[[11]] See Official History, vol. ii. p. 303.
As Gatacre received no reply to the above message he assumed that his dispositions were approved. In furtherance of Lord Roberts's wishes he slightly strengthened the post at Dewetsdorp next day by sending there some mounted infantry of the Northumberland Fusiliers. These changes were also telegraphed to Headquarters.
Although such detachment duty naturally fell to the Third Division as line-of-communication troops, still it would seem that the Headquarters Staff, in calling upon Gatacre to furnish these remote garrisons, had overlooked the fact that his Division had never numbered more than four infantry battalions, and had not at any time ever possessed any cavalry. By thus scattering the few men at Gatacre's disposal, the Commander-in-Chief reduced the numbers available for guarding the hundred miles of railway.
"The railway was necessarily the first care; if that was seriously broken, the army at Bloemfontein, if it did not actually starve, must be injuriously affected."[[12]]

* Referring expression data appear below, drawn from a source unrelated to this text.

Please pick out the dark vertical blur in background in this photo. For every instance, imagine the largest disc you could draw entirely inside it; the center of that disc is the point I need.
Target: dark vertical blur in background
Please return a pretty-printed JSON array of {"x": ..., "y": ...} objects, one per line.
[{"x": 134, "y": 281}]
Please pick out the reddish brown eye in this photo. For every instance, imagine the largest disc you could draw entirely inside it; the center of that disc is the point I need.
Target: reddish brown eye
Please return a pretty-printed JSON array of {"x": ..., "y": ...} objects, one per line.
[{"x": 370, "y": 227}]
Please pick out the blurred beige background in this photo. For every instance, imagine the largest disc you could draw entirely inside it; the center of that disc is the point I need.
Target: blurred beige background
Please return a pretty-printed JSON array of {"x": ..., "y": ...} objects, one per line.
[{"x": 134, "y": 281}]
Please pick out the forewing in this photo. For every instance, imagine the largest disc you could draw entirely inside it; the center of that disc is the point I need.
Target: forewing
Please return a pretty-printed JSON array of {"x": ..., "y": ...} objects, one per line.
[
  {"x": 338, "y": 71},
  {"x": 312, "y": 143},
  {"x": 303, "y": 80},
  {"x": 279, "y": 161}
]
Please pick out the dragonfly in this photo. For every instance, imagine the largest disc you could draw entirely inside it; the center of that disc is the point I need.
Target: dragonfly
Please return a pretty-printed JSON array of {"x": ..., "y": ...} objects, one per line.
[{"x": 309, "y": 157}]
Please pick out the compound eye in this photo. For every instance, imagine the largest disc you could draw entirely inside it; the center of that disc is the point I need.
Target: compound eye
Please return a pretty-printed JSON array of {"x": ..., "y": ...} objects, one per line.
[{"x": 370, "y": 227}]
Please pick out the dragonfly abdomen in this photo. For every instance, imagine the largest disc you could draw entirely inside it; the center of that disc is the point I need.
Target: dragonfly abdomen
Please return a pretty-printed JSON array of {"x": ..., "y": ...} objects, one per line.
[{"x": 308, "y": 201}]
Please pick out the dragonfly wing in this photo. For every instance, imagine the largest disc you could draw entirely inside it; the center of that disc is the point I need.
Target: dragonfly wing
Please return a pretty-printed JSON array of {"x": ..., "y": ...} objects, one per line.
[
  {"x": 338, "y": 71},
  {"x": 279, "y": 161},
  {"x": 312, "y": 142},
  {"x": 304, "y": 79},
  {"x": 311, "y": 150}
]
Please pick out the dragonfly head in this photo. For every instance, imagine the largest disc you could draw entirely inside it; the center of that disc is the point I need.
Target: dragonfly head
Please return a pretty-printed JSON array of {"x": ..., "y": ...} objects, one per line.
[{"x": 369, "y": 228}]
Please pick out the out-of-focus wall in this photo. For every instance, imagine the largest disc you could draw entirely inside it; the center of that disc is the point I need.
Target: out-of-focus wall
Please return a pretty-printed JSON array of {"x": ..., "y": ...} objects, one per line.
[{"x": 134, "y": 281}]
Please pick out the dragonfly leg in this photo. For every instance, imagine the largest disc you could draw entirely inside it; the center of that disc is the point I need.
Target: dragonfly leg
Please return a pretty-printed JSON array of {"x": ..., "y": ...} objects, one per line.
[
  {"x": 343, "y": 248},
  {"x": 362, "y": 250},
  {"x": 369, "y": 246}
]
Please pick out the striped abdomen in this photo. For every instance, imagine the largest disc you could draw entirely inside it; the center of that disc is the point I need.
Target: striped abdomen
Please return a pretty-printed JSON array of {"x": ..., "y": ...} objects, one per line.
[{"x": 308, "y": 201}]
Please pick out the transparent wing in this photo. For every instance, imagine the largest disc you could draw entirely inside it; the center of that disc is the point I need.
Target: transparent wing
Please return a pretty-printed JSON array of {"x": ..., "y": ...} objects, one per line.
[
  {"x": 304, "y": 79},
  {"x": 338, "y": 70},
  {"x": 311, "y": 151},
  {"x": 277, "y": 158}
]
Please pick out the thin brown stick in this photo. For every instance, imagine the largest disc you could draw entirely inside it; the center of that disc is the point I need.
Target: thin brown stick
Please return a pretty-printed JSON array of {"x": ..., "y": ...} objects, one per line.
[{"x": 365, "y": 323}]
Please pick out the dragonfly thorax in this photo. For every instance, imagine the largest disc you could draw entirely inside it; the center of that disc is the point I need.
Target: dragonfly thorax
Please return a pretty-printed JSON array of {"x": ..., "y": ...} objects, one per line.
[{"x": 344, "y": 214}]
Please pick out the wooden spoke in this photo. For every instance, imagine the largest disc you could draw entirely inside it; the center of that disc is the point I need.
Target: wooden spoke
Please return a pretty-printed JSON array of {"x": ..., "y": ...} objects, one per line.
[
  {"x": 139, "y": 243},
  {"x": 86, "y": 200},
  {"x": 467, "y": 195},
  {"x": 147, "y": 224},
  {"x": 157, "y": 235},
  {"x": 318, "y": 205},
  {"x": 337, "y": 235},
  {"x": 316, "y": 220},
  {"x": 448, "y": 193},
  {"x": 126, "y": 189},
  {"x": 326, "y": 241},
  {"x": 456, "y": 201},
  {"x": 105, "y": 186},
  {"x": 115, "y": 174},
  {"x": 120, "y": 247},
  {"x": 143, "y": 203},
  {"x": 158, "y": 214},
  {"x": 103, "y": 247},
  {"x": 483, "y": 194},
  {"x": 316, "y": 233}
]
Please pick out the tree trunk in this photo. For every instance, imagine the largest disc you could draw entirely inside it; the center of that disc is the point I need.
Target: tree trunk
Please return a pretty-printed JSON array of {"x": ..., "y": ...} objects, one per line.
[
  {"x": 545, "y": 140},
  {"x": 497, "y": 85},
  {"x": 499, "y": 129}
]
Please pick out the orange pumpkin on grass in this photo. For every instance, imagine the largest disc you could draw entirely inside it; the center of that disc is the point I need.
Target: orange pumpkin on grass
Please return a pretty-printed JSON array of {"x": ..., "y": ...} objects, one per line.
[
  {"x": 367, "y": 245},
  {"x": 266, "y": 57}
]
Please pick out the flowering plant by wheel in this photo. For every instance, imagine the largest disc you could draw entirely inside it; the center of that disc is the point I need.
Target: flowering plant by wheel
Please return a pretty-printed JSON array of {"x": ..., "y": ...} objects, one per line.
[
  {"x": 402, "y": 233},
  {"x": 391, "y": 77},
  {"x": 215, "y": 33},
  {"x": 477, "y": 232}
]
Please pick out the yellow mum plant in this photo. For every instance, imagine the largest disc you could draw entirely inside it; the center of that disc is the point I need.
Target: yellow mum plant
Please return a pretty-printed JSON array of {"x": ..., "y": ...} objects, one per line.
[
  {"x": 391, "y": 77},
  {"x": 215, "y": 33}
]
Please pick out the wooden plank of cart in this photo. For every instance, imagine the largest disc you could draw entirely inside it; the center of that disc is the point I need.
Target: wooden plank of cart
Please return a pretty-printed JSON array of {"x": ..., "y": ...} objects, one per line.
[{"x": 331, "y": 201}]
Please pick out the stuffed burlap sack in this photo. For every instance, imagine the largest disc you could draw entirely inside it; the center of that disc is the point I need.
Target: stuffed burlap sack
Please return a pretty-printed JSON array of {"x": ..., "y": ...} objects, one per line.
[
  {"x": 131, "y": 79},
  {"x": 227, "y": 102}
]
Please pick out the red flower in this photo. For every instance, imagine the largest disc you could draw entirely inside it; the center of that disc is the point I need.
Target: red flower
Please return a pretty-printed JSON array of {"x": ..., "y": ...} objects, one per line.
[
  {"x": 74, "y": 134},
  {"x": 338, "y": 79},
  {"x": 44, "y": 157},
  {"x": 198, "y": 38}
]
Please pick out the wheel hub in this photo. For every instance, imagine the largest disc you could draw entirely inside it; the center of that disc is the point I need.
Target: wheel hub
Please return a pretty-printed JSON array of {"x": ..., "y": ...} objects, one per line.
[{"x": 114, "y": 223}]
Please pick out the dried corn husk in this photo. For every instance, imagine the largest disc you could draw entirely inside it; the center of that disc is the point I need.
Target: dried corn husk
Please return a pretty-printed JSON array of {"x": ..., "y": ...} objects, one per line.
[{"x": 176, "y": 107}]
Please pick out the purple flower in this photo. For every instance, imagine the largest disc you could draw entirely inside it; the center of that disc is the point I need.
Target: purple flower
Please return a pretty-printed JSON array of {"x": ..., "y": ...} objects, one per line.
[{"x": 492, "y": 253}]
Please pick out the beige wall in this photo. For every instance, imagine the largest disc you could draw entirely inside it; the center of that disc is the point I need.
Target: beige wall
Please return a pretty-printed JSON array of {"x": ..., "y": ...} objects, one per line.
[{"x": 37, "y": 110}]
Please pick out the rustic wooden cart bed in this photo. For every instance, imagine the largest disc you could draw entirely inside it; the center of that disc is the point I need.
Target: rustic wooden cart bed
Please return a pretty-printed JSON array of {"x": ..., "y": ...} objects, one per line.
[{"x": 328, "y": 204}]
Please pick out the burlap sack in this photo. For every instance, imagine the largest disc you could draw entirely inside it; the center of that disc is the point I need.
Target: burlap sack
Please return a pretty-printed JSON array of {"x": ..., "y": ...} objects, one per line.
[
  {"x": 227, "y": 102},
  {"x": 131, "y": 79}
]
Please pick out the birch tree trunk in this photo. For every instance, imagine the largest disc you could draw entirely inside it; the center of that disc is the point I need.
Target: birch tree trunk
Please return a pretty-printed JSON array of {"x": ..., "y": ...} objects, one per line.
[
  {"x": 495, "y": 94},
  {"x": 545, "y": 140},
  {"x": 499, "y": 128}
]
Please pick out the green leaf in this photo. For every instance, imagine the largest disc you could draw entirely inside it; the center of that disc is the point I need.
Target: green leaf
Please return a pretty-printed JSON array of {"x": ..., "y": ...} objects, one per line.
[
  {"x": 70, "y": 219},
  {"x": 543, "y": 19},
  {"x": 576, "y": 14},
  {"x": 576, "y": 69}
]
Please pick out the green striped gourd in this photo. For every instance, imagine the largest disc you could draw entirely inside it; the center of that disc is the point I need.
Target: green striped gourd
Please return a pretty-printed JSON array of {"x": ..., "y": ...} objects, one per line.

[[12]] Ibid. vol. ii. p. 306
That this question of the adequate protection of the railway line became a week later a great anxiety to Lord Roberts we know from his urgent telegram of April 5, in which he tells Gatacre to satisfy himself that the guards are properly placed, sufficiently entrenched, and on the alert.
Great distances
There were at Headquarters in March 1900 three brigades of Cavalry, and three divisions of Infantry, with their complement of Horse and Field Artillery, which with other units made up a fighting force of 34,000 men. As has been said, Dewetsdorp and Wepener were both nearer to Bloemfontein than to Springfontein, the headquarters of the Third Division. From this place Gatacre had to arrange for the supplies for posts which were eighty and ninety miles away, and that this could not be done without difficulty we see in his letter to me, dated March 31, 1900:
"After reaching this we have been occupied in covering the whole country from Wepener to Philipolis, and all the country between them and the Orange River, with patrols and small parties, and it is such a business getting supplies to all these scattered detachments. We find we can make them somewhat self-supporting by making the farmers supply sheep, and they can get the farmers' wives to bake bread on payment. The roads generally speaking are good, not metalled, of course, but hard clay, which in dry weather are perfect to move upon; in wet weather they become slippery."